I'm definitely not using the naive model which expects unilateral cooperation to become widespread. Instead when I say "cooperation" I typically have in mind some sort of cooperation that comes with a mechanism for ensuring that it's mutual or reciprocal. You can see this in the concrete example I gave in this linked post.

Have you thought at all about what merged utility function two AI's would agree on? I doubt it would be of the form .

Stuart Armstrong wrote a post that argued for merged utility functions of this form (plus a tie-breaker), but there are definitely things, like different priors and logical uncertainty, which the argument doesn't take into account, that make it unclear what the actual form of the utility function would be (or if the merged AI would even be doing expected utility maximization). I'm curious what your own reason for doubting it is.

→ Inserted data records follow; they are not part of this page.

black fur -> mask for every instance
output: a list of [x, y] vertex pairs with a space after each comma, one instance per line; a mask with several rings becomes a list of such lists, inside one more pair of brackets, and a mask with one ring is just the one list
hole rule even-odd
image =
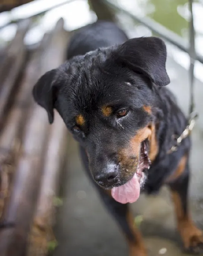
[[[165, 69], [164, 43], [153, 37], [128, 40], [115, 24], [98, 22], [75, 34], [67, 56], [66, 62], [45, 74], [34, 89], [34, 98], [47, 111], [50, 123], [53, 121], [55, 108], [79, 142], [82, 158], [91, 178], [93, 181], [101, 173], [110, 172], [110, 166], [113, 164], [119, 177], [115, 186], [132, 177], [121, 170], [118, 152], [128, 146], [141, 128], [152, 122], [155, 124], [159, 150], [148, 172], [144, 191], [158, 191], [175, 171], [181, 157], [189, 153], [190, 146], [188, 138], [177, 151], [167, 154], [173, 145], [172, 135], [180, 135], [187, 121], [174, 96], [163, 86], [170, 81]], [[145, 105], [151, 108], [150, 114], [144, 110]], [[102, 114], [103, 106], [112, 107], [110, 116]], [[127, 115], [117, 118], [118, 111], [126, 108]], [[74, 128], [75, 117], [79, 114], [85, 120], [84, 125], [78, 127], [80, 130]], [[187, 167], [187, 177], [188, 172]], [[180, 188], [177, 182], [169, 185], [181, 194], [186, 205], [187, 196], [181, 191], [187, 194], [188, 185], [182, 182]], [[127, 205], [114, 201], [95, 184], [105, 204], [131, 238], [126, 219]]]

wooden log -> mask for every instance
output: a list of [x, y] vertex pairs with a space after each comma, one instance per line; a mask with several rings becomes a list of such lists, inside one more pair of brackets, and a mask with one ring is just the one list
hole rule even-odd
[[22, 71], [26, 55], [23, 40], [31, 24], [30, 19], [20, 22], [16, 36], [6, 50], [7, 56], [0, 70], [0, 131], [16, 80]]
[[[60, 55], [56, 52], [59, 64], [62, 59], [65, 60], [67, 39], [66, 33], [61, 30], [61, 22], [57, 25], [55, 37], [52, 41], [53, 46], [57, 46], [57, 48], [62, 50]], [[61, 171], [66, 159], [68, 138], [67, 129], [63, 120], [56, 111], [55, 112], [54, 122], [49, 135], [41, 190], [30, 235], [28, 256], [46, 255], [48, 243], [53, 239], [52, 226], [54, 215], [54, 199], [57, 194]]]
[[[63, 20], [60, 20], [49, 38], [49, 44], [42, 56], [42, 74], [58, 66], [63, 60], [59, 59], [62, 51], [58, 37], [63, 26]], [[55, 46], [53, 44], [58, 40], [60, 43]], [[25, 255], [27, 235], [39, 191], [42, 160], [50, 128], [45, 110], [35, 104], [26, 124], [10, 199], [4, 215], [6, 222], [13, 223], [15, 226], [0, 232], [1, 256]]]
[[48, 242], [54, 240], [52, 231], [54, 216], [54, 201], [58, 192], [68, 138], [67, 130], [62, 118], [57, 112], [54, 115], [55, 120], [50, 135], [28, 256], [45, 256], [48, 251]]
[[[4, 204], [9, 198], [11, 180], [19, 153], [23, 125], [29, 108], [34, 104], [30, 85], [37, 81], [36, 75], [40, 71], [41, 53], [46, 47], [47, 40], [47, 35], [38, 49], [32, 55], [0, 136], [0, 217]], [[2, 221], [2, 218], [0, 220]]]

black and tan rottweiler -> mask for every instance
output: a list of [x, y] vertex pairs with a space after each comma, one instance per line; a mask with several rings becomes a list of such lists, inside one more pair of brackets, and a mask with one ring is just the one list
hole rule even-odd
[[68, 60], [38, 80], [36, 101], [50, 123], [57, 110], [79, 142], [81, 158], [104, 204], [123, 230], [130, 256], [146, 255], [129, 203], [140, 191], [169, 187], [185, 248], [203, 249], [188, 210], [190, 141], [175, 152], [174, 135], [187, 120], [172, 94], [161, 39], [128, 39], [114, 24], [98, 21], [73, 36]]

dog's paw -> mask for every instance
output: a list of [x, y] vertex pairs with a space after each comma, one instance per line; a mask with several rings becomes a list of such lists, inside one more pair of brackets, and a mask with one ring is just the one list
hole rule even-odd
[[185, 251], [194, 254], [203, 254], [203, 232], [194, 225], [182, 234]]

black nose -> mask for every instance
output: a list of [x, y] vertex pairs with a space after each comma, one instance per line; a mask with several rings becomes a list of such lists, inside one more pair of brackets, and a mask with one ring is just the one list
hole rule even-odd
[[112, 185], [118, 182], [118, 169], [116, 164], [108, 164], [105, 169], [95, 175], [95, 179], [101, 186]]

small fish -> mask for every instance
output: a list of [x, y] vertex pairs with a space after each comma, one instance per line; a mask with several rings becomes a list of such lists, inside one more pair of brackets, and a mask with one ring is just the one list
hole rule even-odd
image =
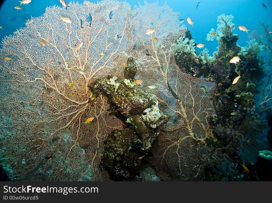
[[184, 19], [179, 19], [178, 20], [176, 21], [177, 23], [182, 23], [184, 22]]
[[149, 85], [147, 87], [149, 89], [151, 89], [151, 90], [154, 90], [155, 89], [156, 89], [157, 88], [157, 87], [155, 86], [155, 85]]
[[83, 43], [82, 42], [79, 42], [78, 45], [77, 45], [77, 46], [75, 47], [75, 48], [74, 48], [75, 50], [76, 51], [78, 50], [79, 50], [79, 49], [80, 49], [80, 47], [82, 46], [82, 45], [83, 44]]
[[42, 45], [43, 47], [45, 46], [46, 45], [46, 41], [44, 40], [43, 40], [42, 39], [41, 39], [40, 40], [40, 42], [38, 43], [38, 44], [40, 45]]
[[240, 61], [240, 58], [238, 56], [234, 57], [230, 60], [230, 63], [237, 63]]
[[91, 13], [89, 14], [89, 16], [90, 16], [90, 26], [89, 27], [91, 27], [91, 21], [92, 20], [92, 17], [91, 15]]
[[134, 83], [135, 84], [140, 84], [142, 83], [142, 81], [140, 80], [135, 80], [134, 81]]
[[187, 18], [187, 22], [190, 25], [191, 25], [192, 27], [193, 27], [193, 23], [193, 23], [192, 22], [192, 20], [190, 18]]
[[20, 6], [14, 6], [14, 8], [16, 9], [17, 10], [21, 10], [23, 8]]
[[90, 122], [92, 121], [93, 120], [94, 118], [94, 117], [90, 117], [90, 118], [88, 118], [86, 120], [86, 121], [85, 121], [85, 122], [84, 122], [84, 123], [86, 125], [86, 124], [87, 124], [87, 123], [90, 123]]
[[72, 23], [72, 21], [69, 18], [61, 16], [60, 20], [62, 20], [63, 22], [65, 22], [65, 23]]
[[234, 79], [233, 80], [233, 81], [232, 81], [232, 84], [234, 85], [237, 82], [237, 81], [238, 81], [238, 80], [239, 79], [239, 78], [241, 77], [241, 76], [240, 76], [240, 75], [239, 75], [239, 76], [237, 76], [237, 77], [235, 78], [234, 78]]
[[10, 60], [11, 60], [11, 58], [10, 58], [9, 57], [5, 57], [3, 59], [5, 61], [9, 61]]
[[71, 82], [69, 83], [69, 86], [70, 86], [72, 87], [72, 88], [73, 89], [74, 88], [74, 82]]
[[80, 74], [82, 74], [83, 75], [85, 75], [85, 74], [86, 74], [85, 73], [85, 72], [84, 72], [84, 70], [80, 70], [78, 71], [78, 72]]
[[248, 31], [249, 31], [249, 30], [248, 30], [246, 28], [246, 27], [244, 26], [243, 26], [242, 25], [239, 25], [238, 26], [238, 28], [239, 28], [239, 29], [242, 31], [243, 31], [245, 32], [246, 32], [246, 33], [248, 34]]
[[199, 49], [201, 49], [202, 48], [203, 48], [204, 47], [205, 45], [203, 44], [198, 44], [197, 45], [197, 47], [198, 48], [199, 48]]
[[152, 109], [151, 108], [146, 108], [143, 112], [143, 113], [147, 113], [147, 112], [149, 112]]
[[20, 6], [22, 4], [28, 4], [29, 3], [31, 2], [31, 0], [23, 0], [21, 2], [18, 1], [18, 2], [21, 3]]
[[228, 33], [231, 34], [232, 33], [232, 29], [229, 25], [227, 26], [227, 30], [228, 30]]
[[246, 172], [247, 173], [249, 173], [249, 169], [248, 168], [248, 167], [246, 167], [245, 166], [244, 164], [243, 163], [243, 164], [240, 164], [240, 165], [243, 167], [243, 168], [244, 169], [244, 171]]
[[109, 12], [109, 14], [108, 15], [108, 18], [110, 19], [112, 19], [112, 18], [113, 17], [113, 11], [112, 10], [111, 11], [111, 12]]
[[152, 29], [147, 29], [146, 31], [146, 34], [147, 35], [150, 35], [153, 34], [155, 32], [155, 30]]
[[87, 4], [87, 6], [92, 6], [93, 5], [93, 4], [91, 2], [90, 2], [88, 1], [87, 1], [86, 2], [86, 4]]
[[66, 9], [67, 9], [67, 7], [70, 7], [64, 0], [60, 0], [60, 2], [61, 2], [61, 4], [65, 7]]

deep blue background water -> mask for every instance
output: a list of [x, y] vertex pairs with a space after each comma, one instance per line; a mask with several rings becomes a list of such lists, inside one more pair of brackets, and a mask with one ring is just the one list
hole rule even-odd
[[[69, 2], [68, 0], [66, 1], [67, 3]], [[83, 3], [84, 1], [76, 1]], [[138, 5], [138, 2], [142, 4], [144, 3], [143, 0], [126, 1], [131, 5], [132, 7]], [[152, 2], [156, 1], [147, 1]], [[272, 1], [271, 0], [204, 0], [201, 1], [197, 9], [198, 1], [200, 0], [159, 0], [158, 2], [159, 5], [163, 6], [166, 2], [174, 11], [179, 12], [180, 18], [185, 19], [184, 23], [191, 31], [196, 43], [206, 44], [205, 47], [209, 49], [211, 55], [216, 50], [217, 42], [216, 40], [212, 42], [206, 41], [206, 35], [212, 27], [216, 30], [217, 16], [222, 14], [232, 14], [234, 17], [233, 22], [236, 28], [233, 32], [240, 35], [238, 44], [240, 46], [246, 46], [246, 42], [249, 40], [248, 34], [239, 30], [238, 26], [245, 26], [249, 30], [250, 32], [257, 29], [259, 23], [261, 22], [268, 23], [270, 28], [272, 29]], [[266, 5], [267, 8], [262, 6], [263, 2]], [[16, 29], [25, 26], [26, 20], [32, 15], [38, 17], [42, 15], [46, 6], [55, 5], [62, 6], [59, 0], [32, 0], [28, 5], [22, 5], [23, 9], [22, 10], [17, 10], [14, 8], [16, 5], [19, 5], [19, 3], [17, 0], [5, 0], [0, 8], [0, 26], [2, 28], [0, 29], [0, 39], [6, 35], [12, 34]], [[186, 19], [188, 17], [194, 23], [193, 27], [187, 23]], [[197, 49], [198, 52], [201, 50]]]

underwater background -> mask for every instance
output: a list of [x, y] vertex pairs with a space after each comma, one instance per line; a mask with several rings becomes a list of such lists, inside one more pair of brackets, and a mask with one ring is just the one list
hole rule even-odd
[[272, 180], [272, 2], [74, 2], [1, 6], [1, 180]]

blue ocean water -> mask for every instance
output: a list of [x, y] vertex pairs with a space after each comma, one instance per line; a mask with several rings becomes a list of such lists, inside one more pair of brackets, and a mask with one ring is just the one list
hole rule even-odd
[[[76, 1], [83, 3], [84, 1]], [[143, 0], [124, 1], [129, 3], [132, 8], [138, 5], [138, 2], [143, 5], [144, 2]], [[157, 1], [146, 1], [152, 3]], [[217, 16], [221, 14], [231, 14], [234, 16], [233, 22], [236, 25], [236, 28], [233, 30], [233, 33], [239, 35], [238, 44], [242, 46], [247, 45], [246, 42], [249, 40], [248, 34], [240, 31], [238, 26], [243, 25], [250, 31], [257, 29], [259, 23], [272, 25], [272, 1], [271, 1], [206, 0], [201, 1], [197, 8], [196, 6], [200, 0], [160, 0], [157, 1], [159, 5], [161, 6], [166, 2], [170, 7], [173, 8], [174, 11], [180, 13], [180, 18], [185, 19], [183, 23], [191, 32], [196, 43], [205, 44], [205, 48], [208, 49], [210, 55], [217, 50], [217, 42], [216, 40], [206, 41], [206, 35], [212, 28], [216, 30]], [[266, 8], [263, 6], [263, 3], [266, 5]], [[58, 0], [33, 0], [28, 5], [23, 5], [23, 9], [21, 10], [17, 10], [14, 8], [14, 6], [19, 5], [19, 3], [16, 0], [4, 1], [0, 8], [0, 26], [2, 27], [2, 29], [0, 29], [0, 39], [12, 34], [16, 29], [25, 26], [26, 21], [32, 16], [35, 17], [42, 15], [46, 7], [56, 5], [61, 6]], [[194, 23], [193, 26], [187, 23], [186, 19], [188, 17]], [[198, 49], [197, 49], [197, 51], [201, 51]]]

One utility function might turn out much easier to optimize than the other, in which case the harder-to-optimize one will be ignored completely. Random events might influence which utility function is harder to optimize, so one can't necessarily tune in advance to try to take this into account.

One of the reasons was the problem of positive affine scaling preserving behavior, but I see Stuart addresses that.

And actually, some of the reasons for thinking there would be more complicated mixing are going away as I think about it more.

EDIT: yeah if they had the same priors and did unbounded reasoning, I wouldn't be surprised anymore if there exists a that they would agree to.